Spoiler alert: There’s no psychic maiden in THE PSYCHIC MAIDEN by Jideofor Nwokedi. There’s a crafty con artist named Chi who preys off the spiritual weakness of wealthy church elite. She has a few prophetic dreams, but they could just as easily be her subconscious telling her what she already knows: ease up on the drugs and alcohol and ditch her manipulative co-scammer boyfriend, Dede. The story opens like a thousand other modern thrillers — Chi wakes with amnesia and must uncover her mysterious past. Evidently she was kidnapped by Nigerian terrorists, Boko Haram. Chi’s escape from this terrorist group would make an exciting tale, but instead Nwokedi gives her an easy out — “nice” terrorist Timi takes her under his wing and sets her up as a sham psychic.
Chi is more Whoopi Goldberg in (the movie) Ghost than Patricia Arquette in (the tv show) Medium. She lands a job as a “church psychic” where she gets access to wealthy people with spiritual troubles. She’s able to dupe and fleece her way through several “filthy rich elites” before a Senator with an agenda threatens to shut her down. At its best, THE PSYCHIC MAIDEN reads like a fairly entertaining episode of (the tv shows) Orphan Black, The Mentalist, or even Ed Wood’s 1959 cult creature-feature, Night Of The Ghouls. The fake psychic is a fun trope, but Nwokedi stifles the inherent humor by saddling Chi with emotional problems and a borderline drug addiction. Her unknown past haunts her. Nwokedi does a good job building suspense, holding Chi’s secret back until the story’s final pages. What if Dede is actually a demon who coerced Chi into a life of violence and vengeance?
Despite a compelling premise, THE PSYCHIC MAIDEN stumbles on a number of fronts. Nwokedi does a lot more showing than telling, and the telling itself is rather sloppy. Besides typos and spelling errors, malapropisms abound. Characters have “rib-roaring sex” (which sounds painful), “blow off candles,” and spend blissful moments “in cloud nine”. The sex scenes read like PornHub descriptions, yet manage to be both tactless and dull. He uses big words and complex sentences when simple ones would suffice.
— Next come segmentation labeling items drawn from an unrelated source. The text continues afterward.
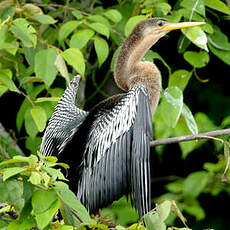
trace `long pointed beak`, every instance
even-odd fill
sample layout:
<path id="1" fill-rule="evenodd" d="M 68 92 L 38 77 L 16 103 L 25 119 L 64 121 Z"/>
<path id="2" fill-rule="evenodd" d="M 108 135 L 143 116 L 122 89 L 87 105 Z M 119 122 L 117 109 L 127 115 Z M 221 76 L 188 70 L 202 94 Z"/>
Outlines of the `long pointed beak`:
<path id="1" fill-rule="evenodd" d="M 183 29 L 187 27 L 193 27 L 193 26 L 199 26 L 203 25 L 205 22 L 178 22 L 178 23 L 167 23 L 167 25 L 164 27 L 165 30 L 171 31 L 171 30 L 177 30 L 177 29 Z"/>

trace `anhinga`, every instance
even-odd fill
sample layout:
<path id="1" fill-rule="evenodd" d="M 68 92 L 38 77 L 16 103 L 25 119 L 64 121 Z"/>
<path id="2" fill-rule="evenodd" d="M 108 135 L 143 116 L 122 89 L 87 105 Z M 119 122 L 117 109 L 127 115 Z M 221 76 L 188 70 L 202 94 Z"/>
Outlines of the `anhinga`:
<path id="1" fill-rule="evenodd" d="M 40 151 L 56 154 L 70 165 L 72 189 L 90 211 L 124 194 L 131 195 L 139 216 L 150 211 L 150 139 L 161 76 L 142 57 L 169 31 L 201 24 L 169 23 L 161 18 L 138 23 L 124 41 L 115 65 L 115 82 L 126 93 L 102 101 L 89 112 L 75 106 L 79 76 L 65 90 Z"/>

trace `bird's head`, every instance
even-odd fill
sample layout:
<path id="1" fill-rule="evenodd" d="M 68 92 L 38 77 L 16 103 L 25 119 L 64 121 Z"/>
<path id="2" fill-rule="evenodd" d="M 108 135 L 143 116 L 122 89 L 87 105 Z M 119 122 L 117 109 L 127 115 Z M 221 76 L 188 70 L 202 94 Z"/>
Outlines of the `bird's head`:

The power of THE PSYCHIC MAIDEN lies in its subtext–the almost casual description of Nigeria’s legacy of corruption and superstition, a place where abhorrent practices like female circumcision still exist. The horror of this story has nothing to do with psychic talents or demon possession, but the real-world human atrocities that still happen every day.